Today was my last day as an employed mom and I’m feeling simultaneously thrilled and dreadfully sad. This day was planned far in advance and I knew it was coming, but it still doesn’t make it any less bittersweet.
For the past year, I’ve been working as office manager and birth assistant for a Brooklyn-based homebirth midwifery practice, the very same practice that helped me birth my daughter safely and peacefully in my living room just over two years ago – and the same practice that will help me birth Boo sometime next month.
This job was the first I held after spending my daughter’s first 15 months at home and the opportunity presented itself at just the perfect time for our family. I enjoyed being home with her, but I was slowly gearing up my own birth business already – having attended my first three births as a doula just that fall – and leapt at the opportunity to get back into the workforce in such a meaningful (and part-time) way.
I had hoped to work a bit longer before taking another extended maternity leave, but the universe had other ideas so here we are. One year back in the office and now another stint back at home.
Reading Ashley’s post yesterday got me thinking about this new (again) phase for me. During my first pregnancy, I had every intention of returning to my job after a couple of months off, but plans changed mid-stream and I found myself happily at home with the baby instead.
This time around, I’m in a very different place. I’m in a job I love, but it’s not terribly family-friendly work because of the on-call nature of one side of it. And while I’d love to return to the office portion down the road just to get out of the house and keep those connections alive, it doesn’t pay enough to justify the personal sacrifice or cover childcare-for-two at NYC prices. Last time, I was in a job that bored me, but it came with a generous salary, amazing benefits, and some level of flexibility. Though, on the flip side, it did also include an hour-long commute.
Last time, my biggest sacrifice was financial. This time, it’s emotional.

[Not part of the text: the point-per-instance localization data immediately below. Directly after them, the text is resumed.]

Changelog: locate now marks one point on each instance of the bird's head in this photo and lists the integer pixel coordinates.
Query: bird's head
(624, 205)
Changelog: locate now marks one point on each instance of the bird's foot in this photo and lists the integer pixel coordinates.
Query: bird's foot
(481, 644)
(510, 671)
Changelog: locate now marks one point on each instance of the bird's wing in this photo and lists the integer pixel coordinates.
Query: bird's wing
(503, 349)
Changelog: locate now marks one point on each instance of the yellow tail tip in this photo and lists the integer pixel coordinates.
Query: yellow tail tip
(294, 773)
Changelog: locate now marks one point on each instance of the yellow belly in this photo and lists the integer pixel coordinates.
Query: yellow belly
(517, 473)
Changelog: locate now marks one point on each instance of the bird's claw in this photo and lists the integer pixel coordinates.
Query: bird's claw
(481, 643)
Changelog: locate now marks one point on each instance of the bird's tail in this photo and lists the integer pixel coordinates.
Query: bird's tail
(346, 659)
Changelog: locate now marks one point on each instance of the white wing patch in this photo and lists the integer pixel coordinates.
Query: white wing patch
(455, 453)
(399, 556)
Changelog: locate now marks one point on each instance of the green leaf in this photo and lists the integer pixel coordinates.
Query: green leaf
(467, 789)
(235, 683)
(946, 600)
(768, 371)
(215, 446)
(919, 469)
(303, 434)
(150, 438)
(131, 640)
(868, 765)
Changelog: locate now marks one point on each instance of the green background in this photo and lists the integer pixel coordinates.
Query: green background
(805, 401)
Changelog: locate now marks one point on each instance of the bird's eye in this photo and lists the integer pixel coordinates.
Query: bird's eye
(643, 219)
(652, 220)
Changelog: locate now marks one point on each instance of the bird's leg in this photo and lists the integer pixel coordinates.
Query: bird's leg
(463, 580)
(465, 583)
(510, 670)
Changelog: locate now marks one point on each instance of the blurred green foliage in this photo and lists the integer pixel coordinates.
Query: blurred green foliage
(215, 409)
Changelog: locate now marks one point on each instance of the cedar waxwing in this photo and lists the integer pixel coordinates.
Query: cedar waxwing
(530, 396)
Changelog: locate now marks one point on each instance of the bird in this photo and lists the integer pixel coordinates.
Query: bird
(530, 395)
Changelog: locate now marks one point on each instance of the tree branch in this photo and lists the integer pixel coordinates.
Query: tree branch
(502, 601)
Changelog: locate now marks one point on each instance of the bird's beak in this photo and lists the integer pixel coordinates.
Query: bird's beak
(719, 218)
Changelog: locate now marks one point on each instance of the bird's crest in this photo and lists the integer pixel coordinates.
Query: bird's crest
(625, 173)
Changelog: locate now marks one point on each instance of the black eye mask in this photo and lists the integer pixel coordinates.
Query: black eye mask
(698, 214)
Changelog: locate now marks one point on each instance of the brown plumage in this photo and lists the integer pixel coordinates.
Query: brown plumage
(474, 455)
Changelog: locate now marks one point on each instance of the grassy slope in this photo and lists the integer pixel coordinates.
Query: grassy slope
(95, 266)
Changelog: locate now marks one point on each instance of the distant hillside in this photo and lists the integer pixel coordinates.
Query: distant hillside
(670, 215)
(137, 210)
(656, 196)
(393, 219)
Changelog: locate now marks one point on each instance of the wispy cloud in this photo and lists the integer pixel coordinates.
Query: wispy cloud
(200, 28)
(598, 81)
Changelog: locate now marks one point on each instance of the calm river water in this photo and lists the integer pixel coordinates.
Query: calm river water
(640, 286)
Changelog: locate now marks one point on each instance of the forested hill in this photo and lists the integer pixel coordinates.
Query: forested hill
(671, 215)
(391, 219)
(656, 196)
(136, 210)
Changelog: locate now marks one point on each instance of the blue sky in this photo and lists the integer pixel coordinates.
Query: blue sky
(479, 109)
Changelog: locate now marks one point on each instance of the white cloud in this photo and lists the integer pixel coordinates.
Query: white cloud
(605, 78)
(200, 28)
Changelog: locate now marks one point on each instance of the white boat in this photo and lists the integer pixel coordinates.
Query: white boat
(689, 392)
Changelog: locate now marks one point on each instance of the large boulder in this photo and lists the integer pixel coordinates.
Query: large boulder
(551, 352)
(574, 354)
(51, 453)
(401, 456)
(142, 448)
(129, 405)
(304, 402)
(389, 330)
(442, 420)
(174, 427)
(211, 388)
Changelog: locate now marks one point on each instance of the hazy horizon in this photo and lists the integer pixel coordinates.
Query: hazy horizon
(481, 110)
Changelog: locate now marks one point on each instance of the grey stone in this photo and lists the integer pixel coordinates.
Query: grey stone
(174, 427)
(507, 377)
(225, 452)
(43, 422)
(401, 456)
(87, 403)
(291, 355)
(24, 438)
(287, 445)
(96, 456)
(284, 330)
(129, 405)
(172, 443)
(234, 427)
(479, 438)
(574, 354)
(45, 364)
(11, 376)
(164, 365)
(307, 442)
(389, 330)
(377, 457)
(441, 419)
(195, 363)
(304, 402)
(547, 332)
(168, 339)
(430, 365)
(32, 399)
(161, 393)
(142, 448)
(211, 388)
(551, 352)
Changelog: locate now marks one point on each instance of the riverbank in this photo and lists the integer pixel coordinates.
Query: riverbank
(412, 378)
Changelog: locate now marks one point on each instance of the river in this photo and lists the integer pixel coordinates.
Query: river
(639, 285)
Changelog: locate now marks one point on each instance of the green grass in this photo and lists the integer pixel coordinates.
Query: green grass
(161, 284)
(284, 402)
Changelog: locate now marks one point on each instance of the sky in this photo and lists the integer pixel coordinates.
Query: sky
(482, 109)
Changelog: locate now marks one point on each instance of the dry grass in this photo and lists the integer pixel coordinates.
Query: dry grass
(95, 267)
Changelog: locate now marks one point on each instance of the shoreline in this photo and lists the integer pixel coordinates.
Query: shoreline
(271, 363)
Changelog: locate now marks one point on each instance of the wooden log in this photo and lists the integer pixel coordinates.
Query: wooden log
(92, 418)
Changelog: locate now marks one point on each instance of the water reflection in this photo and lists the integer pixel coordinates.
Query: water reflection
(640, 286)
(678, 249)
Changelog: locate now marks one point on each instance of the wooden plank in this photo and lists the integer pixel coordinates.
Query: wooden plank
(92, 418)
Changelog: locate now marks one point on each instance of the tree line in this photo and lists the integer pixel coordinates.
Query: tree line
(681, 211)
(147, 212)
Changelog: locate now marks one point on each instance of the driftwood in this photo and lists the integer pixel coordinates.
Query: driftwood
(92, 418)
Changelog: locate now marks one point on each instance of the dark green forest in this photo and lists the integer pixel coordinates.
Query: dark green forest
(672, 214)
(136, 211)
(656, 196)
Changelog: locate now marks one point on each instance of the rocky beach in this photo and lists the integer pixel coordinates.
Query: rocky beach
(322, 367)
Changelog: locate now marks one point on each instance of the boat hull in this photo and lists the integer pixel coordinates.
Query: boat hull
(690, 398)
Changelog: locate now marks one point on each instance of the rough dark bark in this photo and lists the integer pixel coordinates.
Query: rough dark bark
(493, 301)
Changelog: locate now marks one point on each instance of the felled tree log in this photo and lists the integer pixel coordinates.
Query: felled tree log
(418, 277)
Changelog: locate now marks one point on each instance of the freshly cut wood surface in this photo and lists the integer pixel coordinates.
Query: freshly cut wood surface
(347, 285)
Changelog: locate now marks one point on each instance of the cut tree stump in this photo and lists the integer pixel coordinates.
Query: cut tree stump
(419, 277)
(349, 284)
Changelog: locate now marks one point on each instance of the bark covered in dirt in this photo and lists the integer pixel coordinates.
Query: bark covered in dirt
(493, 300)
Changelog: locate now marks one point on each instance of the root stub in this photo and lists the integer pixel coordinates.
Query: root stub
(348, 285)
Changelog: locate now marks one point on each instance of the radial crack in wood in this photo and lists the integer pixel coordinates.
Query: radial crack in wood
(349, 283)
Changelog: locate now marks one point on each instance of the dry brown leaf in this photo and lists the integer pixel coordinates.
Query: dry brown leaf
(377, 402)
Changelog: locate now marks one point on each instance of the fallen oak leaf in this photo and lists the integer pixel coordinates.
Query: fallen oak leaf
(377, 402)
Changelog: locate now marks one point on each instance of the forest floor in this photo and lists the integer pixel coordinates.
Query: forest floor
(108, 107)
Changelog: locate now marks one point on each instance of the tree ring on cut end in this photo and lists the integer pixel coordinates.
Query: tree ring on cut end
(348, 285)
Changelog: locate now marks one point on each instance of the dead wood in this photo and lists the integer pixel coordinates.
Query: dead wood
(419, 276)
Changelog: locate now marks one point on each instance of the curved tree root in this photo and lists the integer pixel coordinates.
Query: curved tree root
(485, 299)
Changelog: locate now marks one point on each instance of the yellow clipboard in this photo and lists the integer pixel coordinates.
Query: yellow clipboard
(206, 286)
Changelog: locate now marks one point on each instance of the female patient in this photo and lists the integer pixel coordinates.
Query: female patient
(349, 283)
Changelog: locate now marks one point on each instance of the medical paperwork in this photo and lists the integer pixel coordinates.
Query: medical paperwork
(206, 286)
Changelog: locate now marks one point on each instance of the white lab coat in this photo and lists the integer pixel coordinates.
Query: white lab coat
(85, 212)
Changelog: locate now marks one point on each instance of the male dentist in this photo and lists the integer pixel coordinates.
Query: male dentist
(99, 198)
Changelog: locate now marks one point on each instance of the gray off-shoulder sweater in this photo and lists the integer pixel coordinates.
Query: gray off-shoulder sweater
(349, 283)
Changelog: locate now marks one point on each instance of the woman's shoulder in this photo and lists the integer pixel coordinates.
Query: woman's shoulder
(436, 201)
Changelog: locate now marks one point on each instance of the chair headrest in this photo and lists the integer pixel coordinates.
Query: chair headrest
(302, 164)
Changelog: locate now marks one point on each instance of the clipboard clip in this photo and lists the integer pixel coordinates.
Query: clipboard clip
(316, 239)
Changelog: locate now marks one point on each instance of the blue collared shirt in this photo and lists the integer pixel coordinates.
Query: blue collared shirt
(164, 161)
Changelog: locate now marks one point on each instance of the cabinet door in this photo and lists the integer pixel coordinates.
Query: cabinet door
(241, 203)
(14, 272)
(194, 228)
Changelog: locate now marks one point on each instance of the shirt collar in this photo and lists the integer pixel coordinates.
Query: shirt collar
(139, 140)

We are fortunate in that we can make ends meet on one income and I’ll be forever grateful that It’s an active choice we’re able to make. It’s not pretty and we certainly cut corners and budget tightly to make it possible, but we don’t mind living simply and foregoing vacations and other luxuries in order to buy this early time at home with the kiddos for one of us.
I don’t know how long I’ll be out of the paid workforce this time. I’m leaving that decision for later. Part of me thinks I’ll be itching to get back into the “real” world soon to use my brain and converse with adults on a regular basis. But the other part of me thinks I may very well be just as content to transform myself into a radical homemaker, Master’s degree and all.
I guess time will tell. In the meantime, I’m going to be grateful for these days and weeks and months where I get to be my children’s primary caregiver and not try to think too hard about what lies ahead.